Os perigos das Fake News na era da informação
Enviada em 08/04/2018
Durante a Idade Antiga, até o mais famoso sistema de correios da época, inventado pelos Persas, era passível à alterações da mensagem original. Hoje, em plena era informacional, contraditoriamente, a sociedade moderna dá continuidade a esse “telefone sem fio”, mas, dessa vez, de maneira ainda mais intencional, usando a facilidade da comunicação para disseminar notícias falsa, conhecidas como “Face News”. Tal entrave, além de privar os cidadãos do seu direito de obterem informações verídicas, evidenciam a preocupante ignorância digital contemporânea.

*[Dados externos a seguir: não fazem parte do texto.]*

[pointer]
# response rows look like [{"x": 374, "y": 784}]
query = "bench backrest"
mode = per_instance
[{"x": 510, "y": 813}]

Certamente o filósofo Platão encontraria em meio à geração atual uma cultura alienadora e reprovável se comparada às suas concepções de busca pela verdade por meio de um raciocínio crítico. Esse criticável comportamento da população é reflexo, principalmente, do costume que se tem de acreditar no sensacionalismo midiático. Até porque se os internautas fossem melhor instruídos a não dar credibilidade à qualquer notícia sem sequer saber a fonte, tanta mentira não seria alastrada em níveis exorbitantes e não haveria tantos cidadãos cerceando sua própria liberdade de questionar as mensagens que lhes são repassadas.
Entretanto, embora os indivíduos não estejam isentos de culpa por contribuírem para a permanência desse caos na internet, é importante enfatizar que há criminosos adquirindo renda por meio da curiosidade e falta de conhecimento dos usuários das redes sociais, pois a intenção de quem vincula os “Hoax”, nem sempre é simplesmente provocar sensações de espanto ou admiração nas pessoas, já que, em boa parte dos casos, essa prática ilegal, por meio dos milhões de acesso, promove lucro e fama ao caluniador, quando procurar meios para encontrá-lo e puni-lo seria o ideal. Logo, as autoridades não devem esperar, imóveis, que a solução para o problema surja de uma repentina mudança de comportamento social, quando os governantes podem facilitar bastante esse processo.
Assim, a população deve estar engajada no combate a esse impasse, divulgando nas redes sociais as características e as consequências de notícias falsas, em vez de propagá-las. E essa consciência populacional deve, primeiramente, ser promovida por intermédio do Ministério de Educação e Cultura (MEC) e também pelos meios de comunicação, os quais devem fazer campanhas contra as notícias falsas na web, orientando a população sobre como identificá-las, ignorá-las, procurar comprovar essas informações e até mesmo denunciá-las, exercendo, assim a sua cidadania e evitando a banalização desse delito. É indispensável, ainda, que o governo invista em uma fiscalização intensa na rede, por intermédio de aplicativos e outras tecnologias viáveis a fim de descobrir os impostores responsáveis pelos hoax e penalizá-los conforme a lei.